Kazbegi a village in the north of Georgia, popular for the trekking opportunities in the visually spectacular surrounding mountains, its views of the mighty Mount Kazbeg, and for the beautiful view from the town of the Holy Trinity Church outlined against Mount Kazbeg itself. The town of Kazbegi—officialy named Stepantsminda. On the western side of the river, the town is known as Gergeti, but for all intents and purposes of a visitor, it is essentially one town. The town is located along the banks of the Thergi River at an elevation of 1,740 meters (5,710 feet) above sea level. Stepantsminda’s climate is moderately humid with relatively dry, cold winters and long and cool summers. Stepantsiminda is known for its scenic location in the Greater Caucasus mountains, and is a center for trekkers and mountain climbing. Local attractions include the Kazbegi Museum and Ethnographic Museum in town, and the Gergeti Trinity Church outside of town, as well as Mount Kazbegi itself and the alpine meadows and forests of the surrounding Kazbegi Nature Reserve.
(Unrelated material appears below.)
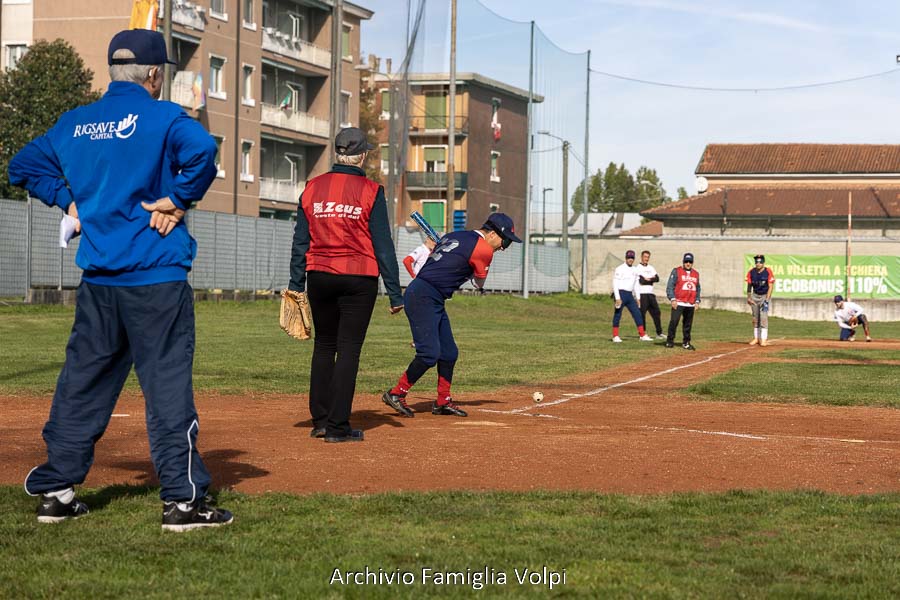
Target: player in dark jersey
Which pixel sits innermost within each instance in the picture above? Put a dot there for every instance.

The fortifications consist of two castles joined by a crenellated curtain wall. Within the complex, amongst other buildings, are two churches. The older Church of the Virgin. It dates from the first half of the 17th century. The larger Church of the Assumption, built in 1689. It is a central dome style structure with richly decorated facades, including a carved north entrance and a carved grapevine cross on the south facade. It also contains the remains of a number of frescoes, most of which were destroyed by the fire in the 18th century. The fortress remained in use until the beginning of the 19th century. In 2007, the complex has been on the tentative list for inclusion into the UNESCO World Heritage Site program.
The church is situated at an elevation of 2170 meters, under Mount Kazbegi. The Gergeti Trinity Church was built in the 14th century, and is the only cross-cupola church in Khevi province. The separate belltower dates from the same period as the church itself. Its isolated location on top of a steep mountain surrounded by the vastness of nature has made it a symbol for Georgia. The church is now an active establishment of the Georgian Orthodox and Apostolic Church. The place is a popular way point for trekkers in the area, and can be reached by a steep 3 hour climb up the mountain, or around 30 minutes by jeep up a rough mountain trail.
The Dariali Gorge is the gorge on the border between Russia and Georgia. It is at the east base of Mount Kazbek, pierced by the river Terek for a distance of 8 miles between vertical walls of rock (1800 m/5900 ft) and is located south of present-day Vladikavkaz. The Darial Pass was historically important as one of only two crossing of the Caucasus mountain range, the other being the Derbent Pass, and has been long fortified — at least since 150 BC. Ruins of an ancient fortress are still visible. The pass served as a hub point for many roads connecting North and South Caucasus. and remained open for traffic for most of its existence.
The Georgian Military Road runs between Tbilisi and Vladikavkaz (Russia) and follows the traditional route used by invaders and traders throughout the ages. The road stretches some 208 kilometers through the Terek valley, crosses the Rocky Ridge in the Darial Gorge, past Mount Kazbek, and Gergeti Trinity Church, then leads through the canyon of the Baidarka River to the Jvari Pass, where it reaches an altitude of 2379 meters (7815 feet). It continues along the Tetri Aragvi River past the medieval fortress of Ananuri and Zemo Avchala, a hydroelectric dam and follows the right bank of the Kura (Mtkvari) River past the ancient town of Mtskheta to Tbilisi.